When we were overseas,
I must admit there was at least one thing we missed: pumpkin patches. We could acquire fantastically shaped gourds in Caracas and genuine pumpkins in Iceland, but no pumpkin patches in either locale.We have decided, since we hope to go overseas again soon, to get our fill while we can.
One might think that would get repetitive, but not all pumpkin patches are created equal. They generally all have a wide variety of pumpkins, but some have hay rides, others have corn pits and mazes (of maize), and yet others just offer a few games, a lot of pumpkins, and the occasional jumping house/slide for kids.
Last year, Kelsey had a field trip to a very popular patch in Livermore, by the name of Joan's. We never made it out as a family, and this year I decided it might not be a bad patch to try just with Nicholas. We loaded up the picnic basket, found our sun hats (because it was 90 something in OCTOBER), and headed out with a friend and her daughter.
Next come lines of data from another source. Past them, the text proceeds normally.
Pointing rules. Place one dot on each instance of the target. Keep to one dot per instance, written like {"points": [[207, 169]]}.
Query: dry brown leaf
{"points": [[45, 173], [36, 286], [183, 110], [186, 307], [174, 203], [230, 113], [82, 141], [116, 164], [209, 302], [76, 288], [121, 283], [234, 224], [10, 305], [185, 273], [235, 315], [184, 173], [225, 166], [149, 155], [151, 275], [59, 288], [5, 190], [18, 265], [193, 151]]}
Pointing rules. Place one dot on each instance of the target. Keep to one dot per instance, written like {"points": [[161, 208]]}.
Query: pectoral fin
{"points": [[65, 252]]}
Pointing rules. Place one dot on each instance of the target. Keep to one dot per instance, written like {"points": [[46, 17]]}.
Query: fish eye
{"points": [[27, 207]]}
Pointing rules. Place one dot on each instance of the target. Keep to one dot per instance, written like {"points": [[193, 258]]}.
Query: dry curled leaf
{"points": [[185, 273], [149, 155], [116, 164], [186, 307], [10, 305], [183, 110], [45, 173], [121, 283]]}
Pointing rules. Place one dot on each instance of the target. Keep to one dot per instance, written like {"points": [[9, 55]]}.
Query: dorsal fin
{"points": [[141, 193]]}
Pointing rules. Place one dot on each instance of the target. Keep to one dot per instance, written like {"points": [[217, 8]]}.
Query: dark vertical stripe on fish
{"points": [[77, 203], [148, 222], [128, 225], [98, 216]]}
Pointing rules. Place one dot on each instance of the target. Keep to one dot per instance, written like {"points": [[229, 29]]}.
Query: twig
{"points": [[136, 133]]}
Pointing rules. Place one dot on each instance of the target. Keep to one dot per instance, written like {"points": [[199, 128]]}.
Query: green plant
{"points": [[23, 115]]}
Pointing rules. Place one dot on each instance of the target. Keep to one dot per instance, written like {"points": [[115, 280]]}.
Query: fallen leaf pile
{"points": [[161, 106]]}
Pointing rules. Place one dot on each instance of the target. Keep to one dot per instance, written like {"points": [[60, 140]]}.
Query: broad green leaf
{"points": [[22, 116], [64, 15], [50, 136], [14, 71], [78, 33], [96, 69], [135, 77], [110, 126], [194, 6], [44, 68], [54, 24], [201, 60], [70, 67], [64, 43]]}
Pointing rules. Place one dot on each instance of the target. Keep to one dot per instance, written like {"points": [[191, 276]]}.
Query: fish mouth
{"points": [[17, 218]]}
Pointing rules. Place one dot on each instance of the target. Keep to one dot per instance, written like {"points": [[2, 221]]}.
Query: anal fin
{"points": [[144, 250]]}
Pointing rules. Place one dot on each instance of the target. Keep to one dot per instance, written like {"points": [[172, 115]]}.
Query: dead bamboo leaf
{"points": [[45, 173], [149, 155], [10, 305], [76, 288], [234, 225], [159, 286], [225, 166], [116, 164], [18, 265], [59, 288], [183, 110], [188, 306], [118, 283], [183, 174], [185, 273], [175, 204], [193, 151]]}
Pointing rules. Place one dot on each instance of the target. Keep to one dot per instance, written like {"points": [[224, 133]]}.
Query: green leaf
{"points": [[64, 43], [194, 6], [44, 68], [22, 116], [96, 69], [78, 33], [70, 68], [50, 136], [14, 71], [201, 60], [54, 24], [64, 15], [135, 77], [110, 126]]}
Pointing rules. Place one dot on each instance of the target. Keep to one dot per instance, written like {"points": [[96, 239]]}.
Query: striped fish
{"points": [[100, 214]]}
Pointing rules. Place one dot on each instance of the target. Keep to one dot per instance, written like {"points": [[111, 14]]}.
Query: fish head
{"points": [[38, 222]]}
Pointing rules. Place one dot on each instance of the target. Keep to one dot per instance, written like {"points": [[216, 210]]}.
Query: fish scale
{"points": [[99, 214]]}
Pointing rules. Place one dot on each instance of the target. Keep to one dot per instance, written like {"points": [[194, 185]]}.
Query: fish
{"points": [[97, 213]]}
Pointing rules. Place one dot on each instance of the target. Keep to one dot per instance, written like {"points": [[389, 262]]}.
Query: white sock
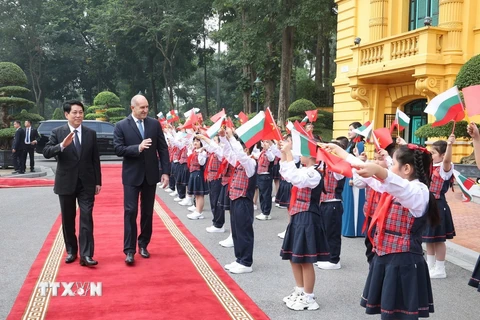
{"points": [[430, 260], [440, 264], [309, 296]]}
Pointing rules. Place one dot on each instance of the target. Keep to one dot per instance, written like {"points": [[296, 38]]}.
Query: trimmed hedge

Joan's is a patch smack in the middle of a working farm. We crept up the mile-long rocky road, and arrived just as the oodles of field trips were packing it up for the day. We walked through several small patches, visited the "Old West" town (complete with a general store packed with modern-day candy), posed for pictures, climbed on haystacks, and ran through little tunnels. Well, Nicholas managed to do all of that once he woke up. Poor little guy fell fast asleep as we were driving in, and spent the first 45 minutes sound asleep in his Ergo (what would I do without it?).
Fast forward to today, and it's time for our second annual visit to G & M Farms, also in Livermore. They are famous for their corn maizes. A new maize is designed each year, and one could easily get lost for hours, if not for the postcard-sized maps, clues (Trivia questions on tricky corners), and, now, text clues! Yes, you can get a text while in the maize to help you along. It was amusing, but we did just fine with the maps.
This year's map was dedicated to a local farmer who passed away last year. It made for an incredibly interesting maze, and in some respects, very easy to follow. We probably spent a good hour in there, and had even more fun than last year. We kept Nicholas in the Ergo, but he enjoyed it all the same. Only once did he try to break the rules by grabbing at the corn; thankfully, it was a tough stalk.
We finished up at the play area, which includes the cow train, corn pit (and, thanks to the 'absorbent' diaper, have quite a collection of kernels at home), self-powered go carts, and 2 mini-mazes for the kids. The larger maze is an indoor maze that even adult blessed in the height department can get through fairly easily. One might not think it, but the hay can be quite insulating. The farm was incredibly crowded yesterday, but one step inside the tunnels of the maze, and nothing but deafening silence. It was only occasionally disturbed by Nicholas running through the tunnels at break-neck speed.
We had to cut the day slightly short to get Cait to CCD, but it was a great family activity. There was something for everyone, and free, with the exception of a few rides. I had been thinking prior to arriving that once may have been enough, but forgot how much more Nicholas could do this year. After a hectic morning of soccer for Pete and church for the rest of us (first children's mass of the year), it was a welcome break on a gorgeous fall day.